Michael Koretzky, SPJ national board member and SPJ Region 3 Director, said that the release of Morris as The Flor-Ala‘s advisor was an obvious attack to the paper. It is often successful for universities to attack a paper through their advisor, he said.
Koretzky volunteers as an advisor for the college paper, The University Press, at Florida Atlantic University and keeps abreast of college media issues.
According to Koretzky, often when a university fires an advisor, they may still be kept in a teaching position. This prevents the advisor from taking action against the university. In Morris’ situation, however, he was fully released from the university, which will take effect at the end of the school year, both as an advisor and in his teaching position, he said.
Photo left: Michael Koretzky
Morris is now free to react in any way he wishes, including taking action against the university, Koretzky said. Duncan said he feels first amendment rights are at stake for faculty members at the University of North Alabama.
Koretzky said that first amendment rights have always been on the line and though this is nothing new, they should not be ignored.
Because of the vast reach of the internet, universities often care more about student newspapers than they did in the past, said Koretzky. Stories now have a larger audience and may therefore be more damaging to a university. Additionally, he said that student publications may also face backlash from student government as well as administration.
“I think, however, as I told [Duncan], that the best thing you can do is inoculate yourself by seeking as much help and announcing that you want to do the kind of journalism you want to do so that you are protected,” Koretzky said.
Duncan said he suspects the university is hoping the issue might blow over and be forgotten.
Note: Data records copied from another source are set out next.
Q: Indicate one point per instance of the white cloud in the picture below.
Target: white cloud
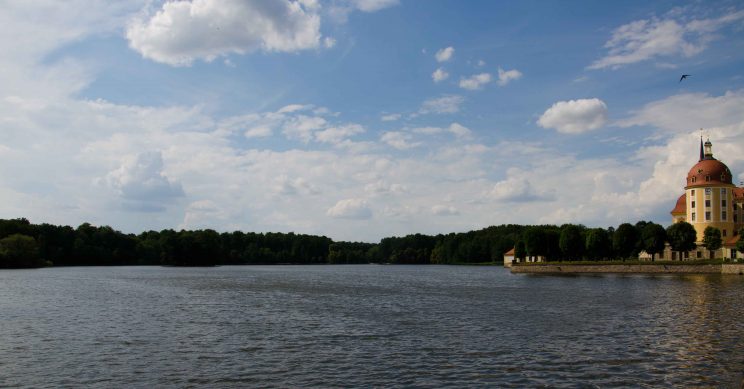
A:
(575, 116)
(646, 39)
(258, 132)
(516, 189)
(301, 127)
(476, 81)
(444, 210)
(439, 75)
(399, 140)
(444, 104)
(329, 42)
(690, 111)
(459, 130)
(456, 129)
(336, 135)
(390, 117)
(508, 75)
(141, 184)
(340, 9)
(373, 5)
(444, 55)
(350, 209)
(183, 31)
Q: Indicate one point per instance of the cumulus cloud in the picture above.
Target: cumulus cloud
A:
(390, 117)
(373, 5)
(340, 9)
(336, 135)
(142, 185)
(444, 210)
(456, 129)
(183, 31)
(505, 76)
(439, 75)
(575, 116)
(399, 140)
(476, 81)
(350, 209)
(445, 54)
(647, 39)
(515, 189)
(689, 111)
(444, 104)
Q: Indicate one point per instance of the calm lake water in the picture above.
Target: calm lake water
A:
(352, 326)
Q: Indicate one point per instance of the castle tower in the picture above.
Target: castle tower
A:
(709, 195)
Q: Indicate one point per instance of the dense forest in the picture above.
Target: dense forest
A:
(23, 244)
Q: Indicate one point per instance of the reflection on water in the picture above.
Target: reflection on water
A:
(432, 326)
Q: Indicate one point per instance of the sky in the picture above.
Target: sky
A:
(362, 119)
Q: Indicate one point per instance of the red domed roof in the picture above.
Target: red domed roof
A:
(708, 172)
(681, 206)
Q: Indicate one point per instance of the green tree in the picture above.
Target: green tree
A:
(653, 239)
(597, 244)
(625, 240)
(740, 242)
(519, 251)
(712, 239)
(19, 251)
(571, 242)
(681, 236)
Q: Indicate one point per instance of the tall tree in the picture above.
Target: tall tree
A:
(681, 237)
(18, 250)
(597, 244)
(571, 242)
(740, 242)
(519, 251)
(712, 239)
(653, 239)
(624, 240)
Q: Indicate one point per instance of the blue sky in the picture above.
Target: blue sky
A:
(362, 119)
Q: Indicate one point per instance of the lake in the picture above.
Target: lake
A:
(366, 326)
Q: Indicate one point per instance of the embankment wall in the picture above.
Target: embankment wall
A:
(641, 269)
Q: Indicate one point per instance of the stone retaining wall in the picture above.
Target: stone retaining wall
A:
(734, 268)
(670, 269)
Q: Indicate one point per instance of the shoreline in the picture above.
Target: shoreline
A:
(726, 268)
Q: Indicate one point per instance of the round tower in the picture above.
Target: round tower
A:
(709, 194)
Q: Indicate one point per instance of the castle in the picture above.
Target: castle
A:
(710, 200)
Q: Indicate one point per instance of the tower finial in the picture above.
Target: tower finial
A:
(701, 145)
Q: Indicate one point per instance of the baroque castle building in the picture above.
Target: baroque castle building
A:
(710, 200)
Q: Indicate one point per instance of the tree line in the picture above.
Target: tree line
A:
(23, 244)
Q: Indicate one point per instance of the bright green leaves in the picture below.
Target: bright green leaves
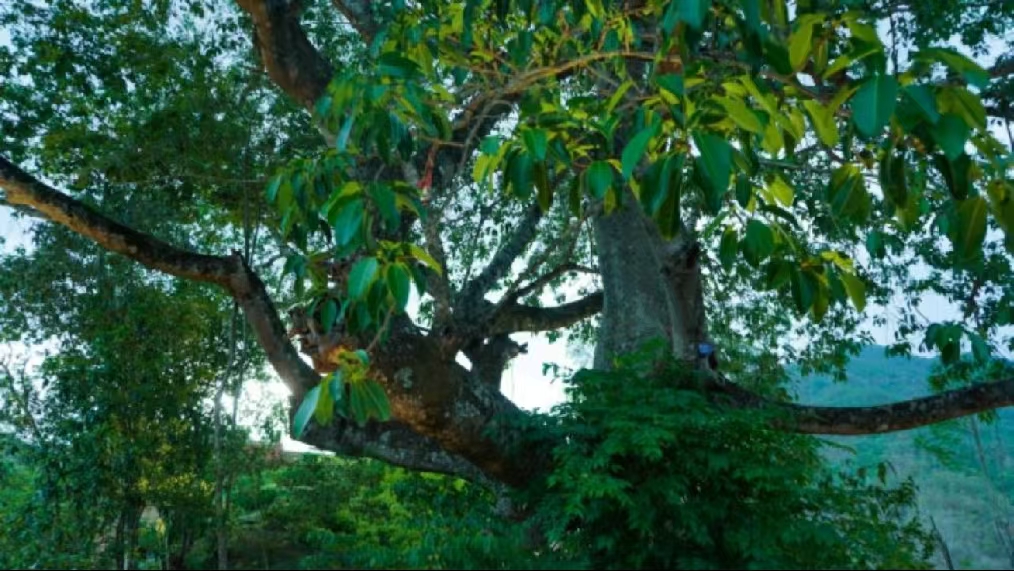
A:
(715, 167)
(351, 390)
(361, 277)
(874, 104)
(400, 284)
(519, 177)
(802, 40)
(305, 411)
(967, 229)
(950, 132)
(758, 243)
(598, 179)
(635, 149)
(823, 123)
(856, 290)
(692, 11)
(847, 194)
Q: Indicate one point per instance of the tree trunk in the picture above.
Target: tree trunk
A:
(652, 288)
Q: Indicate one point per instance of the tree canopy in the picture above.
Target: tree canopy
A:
(738, 184)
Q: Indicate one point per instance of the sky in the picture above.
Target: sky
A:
(523, 381)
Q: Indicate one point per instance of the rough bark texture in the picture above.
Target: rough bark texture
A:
(445, 417)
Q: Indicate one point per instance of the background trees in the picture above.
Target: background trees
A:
(742, 174)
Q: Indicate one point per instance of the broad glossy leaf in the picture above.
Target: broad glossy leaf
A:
(968, 230)
(361, 277)
(847, 194)
(598, 179)
(925, 100)
(759, 242)
(951, 133)
(856, 289)
(386, 204)
(519, 167)
(349, 221)
(425, 258)
(728, 247)
(716, 164)
(693, 11)
(328, 314)
(823, 123)
(399, 283)
(874, 104)
(535, 141)
(305, 411)
(635, 150)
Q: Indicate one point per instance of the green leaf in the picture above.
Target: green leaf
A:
(823, 123)
(980, 348)
(541, 176)
(535, 141)
(716, 164)
(386, 204)
(741, 115)
(875, 244)
(397, 282)
(856, 289)
(376, 399)
(635, 150)
(425, 258)
(874, 103)
(361, 276)
(962, 102)
(694, 12)
(395, 65)
(671, 82)
(957, 173)
(271, 193)
(598, 179)
(925, 100)
(892, 177)
(951, 133)
(349, 221)
(759, 242)
(336, 386)
(519, 167)
(305, 411)
(968, 230)
(799, 45)
(728, 247)
(847, 194)
(328, 314)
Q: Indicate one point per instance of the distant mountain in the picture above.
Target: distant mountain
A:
(964, 469)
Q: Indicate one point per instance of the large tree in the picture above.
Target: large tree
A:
(778, 157)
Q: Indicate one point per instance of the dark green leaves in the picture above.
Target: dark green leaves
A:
(759, 242)
(715, 164)
(874, 104)
(635, 150)
(397, 282)
(361, 276)
(967, 230)
(847, 194)
(598, 179)
(305, 411)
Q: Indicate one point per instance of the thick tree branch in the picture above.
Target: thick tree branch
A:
(474, 291)
(512, 318)
(394, 443)
(292, 62)
(231, 273)
(433, 397)
(854, 421)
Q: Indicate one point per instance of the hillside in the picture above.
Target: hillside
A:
(965, 488)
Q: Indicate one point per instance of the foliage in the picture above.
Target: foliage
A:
(654, 477)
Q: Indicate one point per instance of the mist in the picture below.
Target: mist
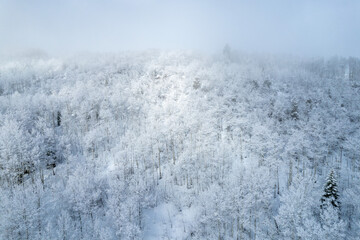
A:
(311, 28)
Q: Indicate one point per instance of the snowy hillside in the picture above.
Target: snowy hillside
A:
(179, 145)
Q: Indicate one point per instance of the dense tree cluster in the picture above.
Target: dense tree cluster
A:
(179, 145)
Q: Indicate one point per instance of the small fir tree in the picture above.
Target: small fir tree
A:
(331, 195)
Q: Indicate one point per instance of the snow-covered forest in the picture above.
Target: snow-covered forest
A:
(179, 145)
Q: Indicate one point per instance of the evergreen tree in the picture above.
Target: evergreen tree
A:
(331, 194)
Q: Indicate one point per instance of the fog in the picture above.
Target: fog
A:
(315, 28)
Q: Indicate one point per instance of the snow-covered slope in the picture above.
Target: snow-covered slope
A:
(178, 145)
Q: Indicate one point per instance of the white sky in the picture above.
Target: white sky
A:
(309, 27)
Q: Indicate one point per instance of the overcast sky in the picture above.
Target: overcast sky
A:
(310, 27)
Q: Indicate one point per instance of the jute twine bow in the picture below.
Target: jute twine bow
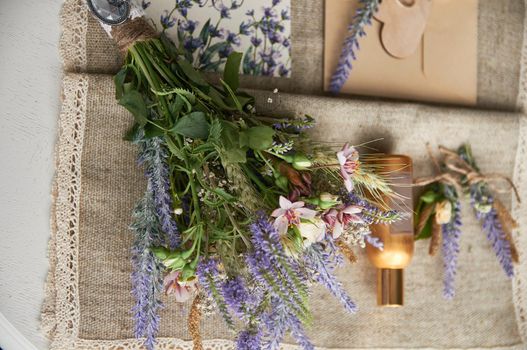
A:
(126, 34)
(460, 168)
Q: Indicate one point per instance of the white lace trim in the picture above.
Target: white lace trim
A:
(61, 314)
(72, 45)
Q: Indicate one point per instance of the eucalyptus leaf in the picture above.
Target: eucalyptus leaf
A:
(133, 101)
(231, 71)
(152, 130)
(193, 125)
(132, 133)
(205, 32)
(426, 232)
(119, 79)
(258, 138)
(191, 72)
(430, 197)
(175, 150)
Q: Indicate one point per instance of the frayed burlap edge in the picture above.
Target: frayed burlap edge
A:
(60, 312)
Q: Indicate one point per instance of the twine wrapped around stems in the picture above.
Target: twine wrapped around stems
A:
(456, 169)
(126, 34)
(459, 167)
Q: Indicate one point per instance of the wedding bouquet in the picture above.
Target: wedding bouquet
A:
(242, 212)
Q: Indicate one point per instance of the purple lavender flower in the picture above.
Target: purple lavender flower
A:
(249, 340)
(233, 38)
(268, 12)
(236, 296)
(189, 26)
(245, 28)
(450, 249)
(268, 260)
(275, 37)
(482, 202)
(496, 236)
(215, 32)
(225, 51)
(362, 18)
(278, 321)
(285, 15)
(147, 272)
(154, 156)
(374, 241)
(225, 12)
(191, 44)
(256, 41)
(145, 4)
(319, 261)
(166, 20)
(210, 281)
(283, 71)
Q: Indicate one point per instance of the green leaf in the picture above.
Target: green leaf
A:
(232, 151)
(132, 133)
(174, 149)
(226, 196)
(170, 48)
(258, 138)
(429, 197)
(193, 125)
(427, 229)
(205, 31)
(191, 73)
(152, 131)
(176, 106)
(133, 101)
(232, 69)
(217, 98)
(119, 79)
(232, 99)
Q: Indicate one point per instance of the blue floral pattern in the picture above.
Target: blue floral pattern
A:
(209, 30)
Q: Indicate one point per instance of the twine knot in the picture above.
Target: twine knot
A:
(126, 34)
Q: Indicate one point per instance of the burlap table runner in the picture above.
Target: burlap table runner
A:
(88, 291)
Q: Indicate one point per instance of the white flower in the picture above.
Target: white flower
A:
(290, 214)
(443, 212)
(312, 231)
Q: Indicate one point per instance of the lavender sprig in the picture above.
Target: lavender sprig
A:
(321, 263)
(451, 232)
(278, 321)
(147, 275)
(362, 18)
(496, 236)
(370, 213)
(210, 280)
(249, 340)
(153, 156)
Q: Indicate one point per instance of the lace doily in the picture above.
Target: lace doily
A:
(61, 313)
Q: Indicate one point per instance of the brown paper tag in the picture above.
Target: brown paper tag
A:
(443, 68)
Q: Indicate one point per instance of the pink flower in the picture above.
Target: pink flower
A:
(182, 290)
(289, 214)
(348, 159)
(338, 218)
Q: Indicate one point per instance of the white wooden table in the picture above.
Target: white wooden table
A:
(30, 75)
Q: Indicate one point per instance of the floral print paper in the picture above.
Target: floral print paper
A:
(209, 30)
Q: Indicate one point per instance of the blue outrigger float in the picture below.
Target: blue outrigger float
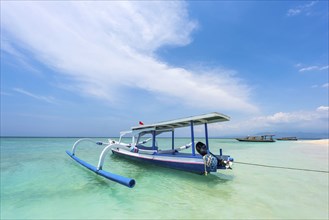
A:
(202, 162)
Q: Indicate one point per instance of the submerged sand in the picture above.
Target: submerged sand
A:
(324, 142)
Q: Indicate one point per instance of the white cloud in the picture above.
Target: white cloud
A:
(305, 121)
(106, 47)
(326, 85)
(48, 99)
(301, 9)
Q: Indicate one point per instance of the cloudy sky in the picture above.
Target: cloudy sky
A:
(79, 68)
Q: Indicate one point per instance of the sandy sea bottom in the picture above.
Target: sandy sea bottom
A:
(39, 181)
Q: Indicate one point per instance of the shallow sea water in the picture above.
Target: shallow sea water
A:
(40, 181)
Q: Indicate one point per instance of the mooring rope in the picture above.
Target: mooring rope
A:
(280, 167)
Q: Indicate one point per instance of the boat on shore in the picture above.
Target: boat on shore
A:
(262, 138)
(144, 148)
(287, 139)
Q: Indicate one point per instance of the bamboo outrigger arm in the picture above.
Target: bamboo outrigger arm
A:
(98, 170)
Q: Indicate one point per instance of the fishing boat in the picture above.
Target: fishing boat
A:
(192, 157)
(287, 139)
(262, 138)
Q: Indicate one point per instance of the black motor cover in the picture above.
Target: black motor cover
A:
(201, 148)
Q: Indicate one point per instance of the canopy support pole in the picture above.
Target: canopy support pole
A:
(192, 138)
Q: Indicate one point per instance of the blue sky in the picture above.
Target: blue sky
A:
(96, 68)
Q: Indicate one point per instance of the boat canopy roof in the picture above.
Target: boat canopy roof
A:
(183, 122)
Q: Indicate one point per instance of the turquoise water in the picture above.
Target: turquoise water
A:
(40, 181)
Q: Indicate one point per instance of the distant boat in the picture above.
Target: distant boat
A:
(287, 139)
(262, 138)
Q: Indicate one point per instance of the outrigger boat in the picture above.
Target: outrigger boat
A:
(202, 162)
(287, 139)
(263, 138)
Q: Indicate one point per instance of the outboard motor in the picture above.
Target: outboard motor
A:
(209, 159)
(201, 148)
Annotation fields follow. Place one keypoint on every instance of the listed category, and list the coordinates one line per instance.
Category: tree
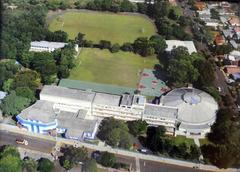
(13, 104)
(127, 47)
(7, 71)
(158, 43)
(138, 127)
(57, 36)
(172, 14)
(107, 159)
(181, 69)
(115, 48)
(143, 47)
(80, 39)
(90, 166)
(67, 164)
(30, 165)
(194, 152)
(103, 44)
(223, 49)
(220, 155)
(44, 63)
(10, 160)
(27, 78)
(214, 14)
(164, 27)
(183, 21)
(45, 165)
(26, 92)
(7, 85)
(72, 156)
(206, 71)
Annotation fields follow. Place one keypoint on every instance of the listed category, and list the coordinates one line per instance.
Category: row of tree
(10, 161)
(115, 133)
(21, 86)
(157, 141)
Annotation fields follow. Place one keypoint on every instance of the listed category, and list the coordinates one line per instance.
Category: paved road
(147, 166)
(9, 138)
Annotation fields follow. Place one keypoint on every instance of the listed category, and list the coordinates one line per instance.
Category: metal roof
(194, 106)
(96, 87)
(63, 92)
(106, 99)
(47, 44)
(160, 111)
(171, 44)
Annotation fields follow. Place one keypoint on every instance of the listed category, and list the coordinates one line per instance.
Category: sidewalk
(114, 150)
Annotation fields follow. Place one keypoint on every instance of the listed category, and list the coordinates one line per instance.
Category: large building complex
(171, 44)
(77, 113)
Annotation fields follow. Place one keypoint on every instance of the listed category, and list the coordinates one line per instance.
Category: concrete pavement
(169, 161)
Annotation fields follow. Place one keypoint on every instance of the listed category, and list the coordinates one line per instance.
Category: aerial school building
(77, 113)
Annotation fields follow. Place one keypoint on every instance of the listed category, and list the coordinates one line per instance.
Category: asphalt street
(9, 138)
(151, 166)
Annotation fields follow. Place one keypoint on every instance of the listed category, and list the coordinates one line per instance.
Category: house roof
(194, 106)
(48, 44)
(96, 87)
(171, 44)
(63, 92)
(160, 111)
(219, 40)
(231, 69)
(234, 21)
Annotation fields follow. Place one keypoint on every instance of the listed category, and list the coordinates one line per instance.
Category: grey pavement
(39, 139)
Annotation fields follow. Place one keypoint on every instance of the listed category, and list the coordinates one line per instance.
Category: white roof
(47, 44)
(235, 53)
(2, 95)
(171, 44)
(195, 107)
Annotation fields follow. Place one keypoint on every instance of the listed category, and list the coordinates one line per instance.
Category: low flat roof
(160, 111)
(63, 92)
(48, 44)
(96, 87)
(74, 123)
(39, 111)
(107, 99)
(176, 43)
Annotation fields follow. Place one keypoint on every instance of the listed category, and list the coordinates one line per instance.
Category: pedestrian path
(133, 154)
(137, 165)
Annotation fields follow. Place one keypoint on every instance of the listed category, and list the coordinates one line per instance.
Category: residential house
(234, 21)
(219, 40)
(200, 5)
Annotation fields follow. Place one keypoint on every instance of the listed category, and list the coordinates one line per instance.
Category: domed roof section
(194, 106)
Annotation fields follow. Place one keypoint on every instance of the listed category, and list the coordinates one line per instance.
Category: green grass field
(102, 66)
(117, 28)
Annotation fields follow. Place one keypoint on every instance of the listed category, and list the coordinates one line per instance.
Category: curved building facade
(196, 110)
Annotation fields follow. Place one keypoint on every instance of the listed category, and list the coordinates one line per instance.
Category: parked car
(22, 142)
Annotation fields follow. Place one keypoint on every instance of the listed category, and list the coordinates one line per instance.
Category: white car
(22, 142)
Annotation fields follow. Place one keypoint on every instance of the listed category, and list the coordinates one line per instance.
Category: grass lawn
(117, 28)
(102, 66)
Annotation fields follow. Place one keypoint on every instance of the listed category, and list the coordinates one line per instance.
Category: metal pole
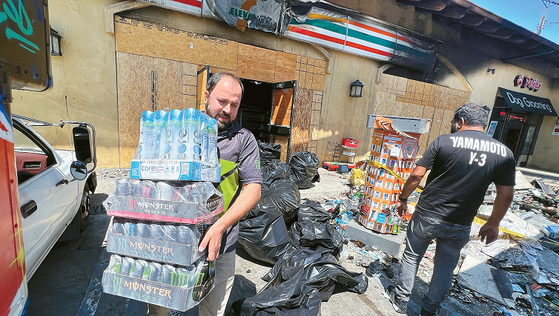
(6, 96)
(542, 20)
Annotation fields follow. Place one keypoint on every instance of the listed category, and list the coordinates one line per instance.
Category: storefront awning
(527, 103)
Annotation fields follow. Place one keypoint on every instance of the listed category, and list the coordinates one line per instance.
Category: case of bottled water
(177, 145)
(162, 242)
(165, 201)
(175, 287)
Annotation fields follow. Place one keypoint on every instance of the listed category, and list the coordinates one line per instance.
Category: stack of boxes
(154, 238)
(392, 154)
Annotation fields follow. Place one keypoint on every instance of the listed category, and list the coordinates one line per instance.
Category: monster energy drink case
(25, 44)
(175, 287)
(24, 64)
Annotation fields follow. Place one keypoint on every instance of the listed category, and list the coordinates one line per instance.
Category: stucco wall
(546, 153)
(341, 116)
(84, 78)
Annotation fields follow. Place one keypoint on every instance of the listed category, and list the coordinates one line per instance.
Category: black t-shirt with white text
(463, 165)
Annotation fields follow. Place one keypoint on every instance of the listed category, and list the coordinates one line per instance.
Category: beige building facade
(123, 58)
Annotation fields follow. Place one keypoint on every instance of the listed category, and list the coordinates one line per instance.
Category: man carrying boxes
(463, 164)
(171, 283)
(392, 157)
(240, 184)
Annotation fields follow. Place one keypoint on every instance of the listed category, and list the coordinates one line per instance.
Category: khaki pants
(215, 302)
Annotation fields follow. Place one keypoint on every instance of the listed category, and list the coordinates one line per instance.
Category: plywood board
(315, 118)
(302, 112)
(319, 82)
(168, 84)
(476, 274)
(448, 115)
(309, 78)
(385, 103)
(412, 110)
(285, 67)
(436, 124)
(143, 38)
(281, 108)
(401, 85)
(256, 63)
(201, 89)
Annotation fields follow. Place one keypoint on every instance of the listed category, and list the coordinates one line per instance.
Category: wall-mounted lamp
(356, 89)
(55, 43)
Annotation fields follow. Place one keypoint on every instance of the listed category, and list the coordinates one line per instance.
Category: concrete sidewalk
(547, 177)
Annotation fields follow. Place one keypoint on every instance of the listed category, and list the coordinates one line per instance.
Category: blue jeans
(451, 238)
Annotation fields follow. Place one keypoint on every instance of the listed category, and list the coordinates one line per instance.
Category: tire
(83, 211)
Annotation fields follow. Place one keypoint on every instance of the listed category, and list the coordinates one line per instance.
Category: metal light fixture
(356, 89)
(55, 43)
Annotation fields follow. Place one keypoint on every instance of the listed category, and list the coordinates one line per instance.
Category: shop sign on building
(267, 16)
(188, 6)
(528, 103)
(527, 82)
(360, 35)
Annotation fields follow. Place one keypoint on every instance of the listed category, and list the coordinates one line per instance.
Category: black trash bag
(286, 299)
(263, 238)
(294, 258)
(314, 212)
(284, 193)
(313, 234)
(273, 171)
(304, 169)
(269, 152)
(262, 209)
(321, 271)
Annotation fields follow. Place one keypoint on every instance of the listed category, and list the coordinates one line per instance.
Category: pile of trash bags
(300, 239)
(304, 169)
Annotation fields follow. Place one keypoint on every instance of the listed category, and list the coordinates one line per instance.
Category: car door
(46, 194)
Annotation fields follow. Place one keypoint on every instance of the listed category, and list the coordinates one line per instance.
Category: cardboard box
(164, 211)
(392, 153)
(179, 288)
(167, 243)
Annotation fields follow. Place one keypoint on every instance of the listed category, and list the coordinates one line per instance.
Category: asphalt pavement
(68, 281)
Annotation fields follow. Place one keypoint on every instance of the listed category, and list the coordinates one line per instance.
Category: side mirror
(82, 144)
(78, 170)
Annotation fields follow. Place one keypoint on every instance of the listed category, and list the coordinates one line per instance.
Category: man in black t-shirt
(463, 164)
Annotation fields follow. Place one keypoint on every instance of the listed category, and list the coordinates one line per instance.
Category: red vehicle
(25, 65)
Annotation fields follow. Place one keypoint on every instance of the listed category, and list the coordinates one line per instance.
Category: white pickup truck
(54, 187)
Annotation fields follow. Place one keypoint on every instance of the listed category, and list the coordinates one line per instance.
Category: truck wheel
(83, 212)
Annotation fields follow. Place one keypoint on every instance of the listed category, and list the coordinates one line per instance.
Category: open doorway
(266, 111)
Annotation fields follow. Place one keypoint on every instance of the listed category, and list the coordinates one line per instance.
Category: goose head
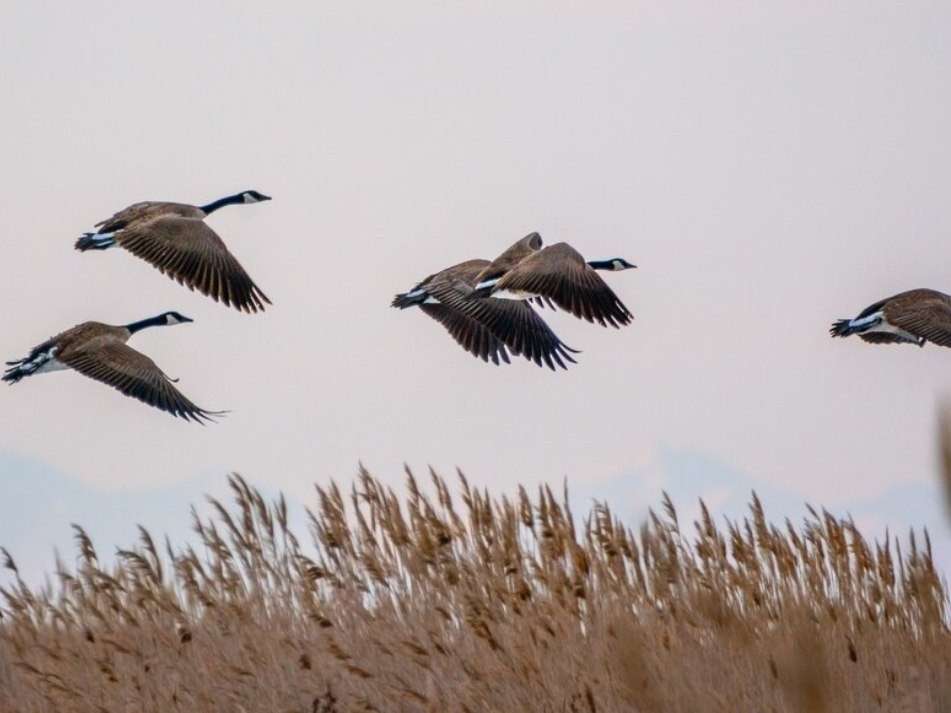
(615, 264)
(254, 197)
(175, 318)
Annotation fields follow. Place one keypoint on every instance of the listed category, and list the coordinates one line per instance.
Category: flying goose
(912, 317)
(488, 329)
(99, 351)
(174, 238)
(559, 274)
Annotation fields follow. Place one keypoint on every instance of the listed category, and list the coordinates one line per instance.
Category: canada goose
(99, 351)
(560, 274)
(174, 238)
(488, 329)
(912, 317)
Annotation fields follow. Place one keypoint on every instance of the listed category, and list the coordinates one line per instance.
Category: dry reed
(420, 603)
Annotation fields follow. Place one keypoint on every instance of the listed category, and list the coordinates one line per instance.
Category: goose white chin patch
(513, 295)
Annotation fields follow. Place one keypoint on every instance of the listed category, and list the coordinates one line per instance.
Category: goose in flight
(100, 352)
(557, 274)
(489, 329)
(912, 317)
(174, 238)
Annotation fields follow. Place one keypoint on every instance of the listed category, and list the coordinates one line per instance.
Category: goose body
(488, 329)
(174, 238)
(559, 274)
(100, 352)
(912, 317)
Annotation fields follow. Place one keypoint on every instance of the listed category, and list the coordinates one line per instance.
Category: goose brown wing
(474, 337)
(559, 273)
(928, 315)
(512, 322)
(144, 211)
(189, 251)
(136, 375)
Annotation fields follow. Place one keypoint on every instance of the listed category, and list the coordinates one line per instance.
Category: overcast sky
(769, 167)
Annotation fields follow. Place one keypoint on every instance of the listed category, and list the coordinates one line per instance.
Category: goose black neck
(150, 322)
(222, 202)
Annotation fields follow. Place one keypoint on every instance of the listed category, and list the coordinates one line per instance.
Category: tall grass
(477, 603)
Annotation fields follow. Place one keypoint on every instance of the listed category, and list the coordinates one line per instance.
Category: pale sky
(769, 167)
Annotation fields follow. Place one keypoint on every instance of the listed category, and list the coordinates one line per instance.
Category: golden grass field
(409, 602)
“If [Duncan] wants some support then SPJ will help him out, because it is very seldom the case that they fire the advisor and that’s all they do … the end is more control of the paper.”Michael Koretzky, SPJ national board member and SPJ Region 3 Director
Koretzky and SPJ are also prepared to provide as much help to Morris as he would like. One option, he said, is public humiliation of the university. However, if the university is not concerned with their public image then Morris may be out of options.
For the Flor-Ala and Duncan, on the other hand, one option may be to take their case to court. This could help spread the news and may play on the sympathies of those who see a 20-year-old editor, Koretzky said.
“I have never known a situation, zero times in 20 years, where a student editor fought for their rights against administration of student government and at the end of the day did not win,” he said. “And by winning I mean became stronger people personally, suffered zero consequences professionally.”